つまり、フォーデンがどんなに活躍しようとも、東京五輪でそのプレーを見ることは、残念ながらできない。今大会でイングランドが準決勝に進出した場合は、各組2位の3カ国のうち、準決勝に進めなかった2カ国が、繰り上がりでの東京行きをかけ、プレーオフを戦うことになっている。
また、今大会を五輪予選と位置づけて見るうえで少々厄介なのは、今大会と東京五輪では、出場資格条件の年齢基準に差があることだ。
今大会の出場資格は、2019年時点での23歳以下。すなわち、1996年以降生まれとなっているのだが、来年の東京五輪でのそれは、2020年時点での23歳以下。すなわち、1997年以降生まれが対象となる。
前述した選手を見ても、1997年生まれのマンドラゴーラやヨビッチ、2000年生まれのキーンには五輪出場の資格があるが、1996年生まれのセバージョスにはない。
しかしながら、説明はこれだけでは十分ではない。
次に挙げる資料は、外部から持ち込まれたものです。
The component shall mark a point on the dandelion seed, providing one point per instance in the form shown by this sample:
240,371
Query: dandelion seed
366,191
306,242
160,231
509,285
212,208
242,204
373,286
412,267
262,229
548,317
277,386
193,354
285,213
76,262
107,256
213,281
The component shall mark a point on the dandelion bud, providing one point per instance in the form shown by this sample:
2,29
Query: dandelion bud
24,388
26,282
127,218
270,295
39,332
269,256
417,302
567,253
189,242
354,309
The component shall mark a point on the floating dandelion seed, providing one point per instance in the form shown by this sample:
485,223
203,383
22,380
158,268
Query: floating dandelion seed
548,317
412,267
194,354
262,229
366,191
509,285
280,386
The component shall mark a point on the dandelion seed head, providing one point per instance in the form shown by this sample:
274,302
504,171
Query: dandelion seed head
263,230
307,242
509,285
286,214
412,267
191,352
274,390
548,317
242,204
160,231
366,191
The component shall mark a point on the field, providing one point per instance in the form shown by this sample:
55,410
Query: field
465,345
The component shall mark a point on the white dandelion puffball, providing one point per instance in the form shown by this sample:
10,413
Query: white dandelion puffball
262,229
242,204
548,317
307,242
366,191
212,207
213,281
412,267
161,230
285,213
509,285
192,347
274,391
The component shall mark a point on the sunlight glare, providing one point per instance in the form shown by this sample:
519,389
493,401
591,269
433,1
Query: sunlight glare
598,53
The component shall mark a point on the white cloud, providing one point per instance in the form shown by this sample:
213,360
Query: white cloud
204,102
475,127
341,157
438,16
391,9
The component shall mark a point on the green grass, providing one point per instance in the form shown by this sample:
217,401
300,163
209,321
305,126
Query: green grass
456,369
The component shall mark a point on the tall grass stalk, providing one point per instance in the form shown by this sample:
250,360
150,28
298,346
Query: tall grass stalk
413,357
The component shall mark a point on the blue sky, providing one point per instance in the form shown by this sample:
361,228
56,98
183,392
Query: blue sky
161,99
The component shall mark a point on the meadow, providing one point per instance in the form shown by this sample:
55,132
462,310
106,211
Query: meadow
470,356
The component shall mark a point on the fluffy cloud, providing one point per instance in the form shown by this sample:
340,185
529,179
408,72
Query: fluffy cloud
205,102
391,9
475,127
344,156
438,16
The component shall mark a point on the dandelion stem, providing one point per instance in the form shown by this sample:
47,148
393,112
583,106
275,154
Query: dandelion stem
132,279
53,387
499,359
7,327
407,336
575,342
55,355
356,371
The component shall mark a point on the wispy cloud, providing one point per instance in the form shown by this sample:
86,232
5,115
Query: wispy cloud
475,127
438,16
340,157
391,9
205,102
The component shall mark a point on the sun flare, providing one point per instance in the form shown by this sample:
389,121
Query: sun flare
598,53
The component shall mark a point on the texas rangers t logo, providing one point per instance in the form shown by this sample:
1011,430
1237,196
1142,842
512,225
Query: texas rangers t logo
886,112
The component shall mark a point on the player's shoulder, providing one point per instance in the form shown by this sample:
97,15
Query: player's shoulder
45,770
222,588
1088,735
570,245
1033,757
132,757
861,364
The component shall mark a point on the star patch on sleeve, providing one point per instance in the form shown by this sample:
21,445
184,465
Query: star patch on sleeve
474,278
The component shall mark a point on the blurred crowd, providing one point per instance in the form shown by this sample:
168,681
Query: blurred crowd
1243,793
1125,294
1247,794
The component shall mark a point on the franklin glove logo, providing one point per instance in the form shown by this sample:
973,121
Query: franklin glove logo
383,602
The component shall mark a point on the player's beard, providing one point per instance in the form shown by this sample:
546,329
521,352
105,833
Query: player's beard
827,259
これに輪をかけて厄介なのが、五輪には24歳以上の選手でも出場できるオーバーエイジ枠があるということだ。
過去、ロンドン五輪で日本とも対戦したスペインでは、FWアドリアンら、前年のU-21ヨーロッパ選手権時点で23歳だった選手をオーバーエイジ枠で加えることで、五輪本番でも予選から継続したチーム編成を行なった。つまりは、セバージョスが同様の形で五輪に出場する可能性もあるだろう。
とはいえ、最終的には東京五輪出場を決めた各国協会の判断次第。そもそも各選手の所属クラブの協力を得て、ベストメンバーの編成ができるかどうかもわからない。現段階で、細かな出場資格の違いを気にしても仕方がないのかもしれない。
まず注目すべきは、東京行きのキップを手にするのはどこの国なのか。開催国の日本を除けば、その第1号が決まるのは現地時間6月22日。ポーランド、イタリア、スペインのいずれかが、勝ち名乗りを上げる。